Friday 14 March 2014

      Video up. I am really trying to break out of the mould of a typical science vlogger with this one. I try to channel my inner Brian Cox.

      Like, Comment and Subscribe but most importantly relax and enjoy the video. Cheers.


<-Video Transcript->


       Bonjour Tout le monde, c'est moi l'astronome fou SonOfTerra92 and we are here under another starry night in Malaysia for some stargazing. We are right now watching the death of a star, an event known as a Supernova in the direction of M82.


      It is the 3rd of February 2014 and we are camped under the constellation Ursa Major translated as the Great Bear but more popularly known as the big dipper. It's the one you learn in elementary school as the giant scoop in the sky.

Yeah, that one.


      We are witnessing a very special and exciting astronomical event in the Galaxy Messier 82. A Type 1a supernova. The closest one to Earth detected in the last 150 years.

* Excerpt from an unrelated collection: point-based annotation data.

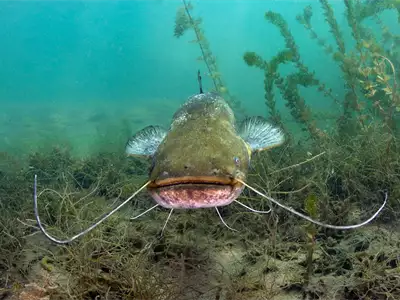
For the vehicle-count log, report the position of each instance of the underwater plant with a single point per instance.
(363, 69)
(181, 176)
(185, 21)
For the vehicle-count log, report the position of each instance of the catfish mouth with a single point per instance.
(195, 191)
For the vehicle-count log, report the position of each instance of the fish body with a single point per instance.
(198, 161)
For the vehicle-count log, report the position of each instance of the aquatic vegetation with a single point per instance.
(339, 176)
(367, 69)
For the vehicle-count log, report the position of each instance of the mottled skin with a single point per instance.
(201, 156)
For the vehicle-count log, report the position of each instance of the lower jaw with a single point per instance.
(193, 196)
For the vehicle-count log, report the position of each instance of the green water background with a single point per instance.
(87, 74)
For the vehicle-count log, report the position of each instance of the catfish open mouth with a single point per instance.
(208, 180)
(195, 192)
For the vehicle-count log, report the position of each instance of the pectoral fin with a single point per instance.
(260, 135)
(146, 141)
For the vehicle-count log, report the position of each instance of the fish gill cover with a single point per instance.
(79, 78)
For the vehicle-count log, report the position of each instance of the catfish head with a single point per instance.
(201, 161)
(197, 163)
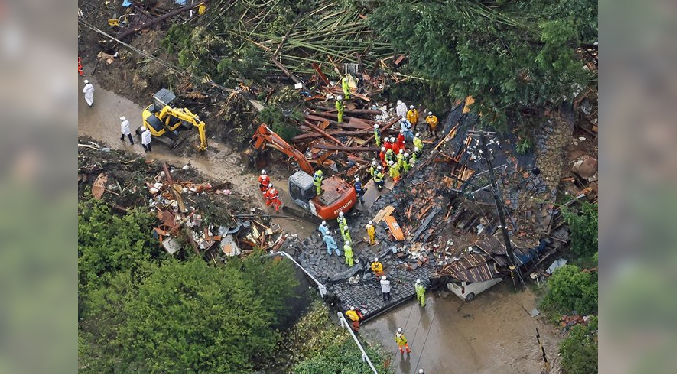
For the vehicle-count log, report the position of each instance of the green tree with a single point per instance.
(511, 56)
(570, 289)
(579, 349)
(583, 227)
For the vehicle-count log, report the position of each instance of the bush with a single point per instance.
(570, 289)
(579, 349)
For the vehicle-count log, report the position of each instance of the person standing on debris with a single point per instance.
(359, 190)
(264, 181)
(385, 288)
(345, 233)
(412, 116)
(401, 341)
(355, 316)
(88, 90)
(418, 143)
(377, 135)
(331, 244)
(371, 233)
(420, 292)
(348, 251)
(124, 126)
(346, 88)
(377, 268)
(394, 171)
(323, 228)
(378, 178)
(432, 124)
(317, 181)
(339, 108)
(145, 139)
(401, 109)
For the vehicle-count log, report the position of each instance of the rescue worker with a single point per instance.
(355, 316)
(324, 229)
(401, 341)
(378, 178)
(377, 135)
(264, 181)
(407, 165)
(317, 181)
(420, 292)
(401, 109)
(377, 268)
(412, 116)
(339, 108)
(348, 252)
(382, 156)
(346, 88)
(345, 233)
(372, 168)
(385, 288)
(371, 233)
(124, 126)
(394, 171)
(88, 90)
(418, 143)
(342, 221)
(145, 139)
(395, 147)
(359, 190)
(432, 124)
(331, 244)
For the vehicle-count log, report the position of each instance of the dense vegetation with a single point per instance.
(143, 312)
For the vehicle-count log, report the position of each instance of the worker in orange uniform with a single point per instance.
(401, 341)
(264, 181)
(431, 120)
(354, 315)
(412, 116)
(371, 232)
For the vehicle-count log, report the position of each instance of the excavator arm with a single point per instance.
(185, 115)
(264, 137)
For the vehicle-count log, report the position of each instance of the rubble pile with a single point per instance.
(210, 217)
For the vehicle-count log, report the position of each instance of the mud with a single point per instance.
(219, 163)
(492, 334)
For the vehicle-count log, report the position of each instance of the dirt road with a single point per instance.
(491, 334)
(220, 163)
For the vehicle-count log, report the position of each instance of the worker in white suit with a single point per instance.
(88, 90)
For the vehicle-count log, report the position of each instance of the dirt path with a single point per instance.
(491, 334)
(220, 163)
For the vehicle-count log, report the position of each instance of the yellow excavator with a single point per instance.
(164, 121)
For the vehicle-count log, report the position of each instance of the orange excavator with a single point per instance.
(337, 195)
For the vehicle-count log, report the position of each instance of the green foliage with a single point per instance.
(108, 244)
(570, 289)
(579, 349)
(508, 56)
(583, 227)
(284, 125)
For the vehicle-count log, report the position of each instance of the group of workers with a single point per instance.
(270, 193)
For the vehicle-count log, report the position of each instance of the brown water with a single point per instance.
(101, 122)
(491, 334)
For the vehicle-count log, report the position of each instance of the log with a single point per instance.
(346, 149)
(324, 133)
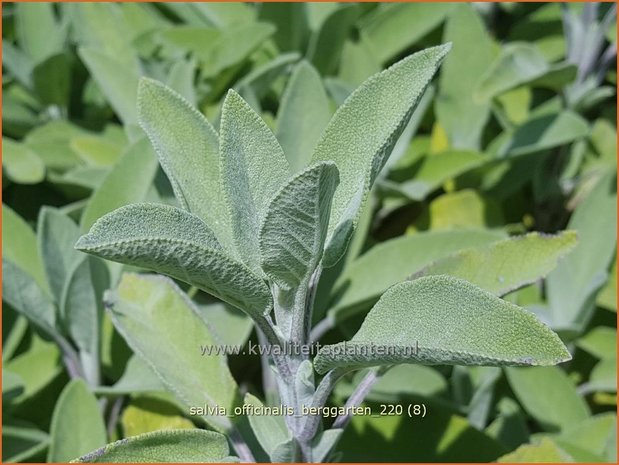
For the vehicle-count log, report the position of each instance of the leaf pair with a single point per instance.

      Type 1a supernovas happen in binary star systems, when two stars orbit each other in a gravitational dance and one of the stars happens to be a White Dwarf star, the remnant of a star that has already completed its normal main sequence life cycle. The white dwarf star indulges in a bit of stellar vampirism by accreting mass from its partner and exploding at a critical point.





      What makes Type 1a supernovas of particular interest is that they always happen with a consistent brightness. This allows curious human beings on planet Earth to use them as a form of Universal Yard Stick to measure the immense distances in the Cosmos.

      Here's how it works.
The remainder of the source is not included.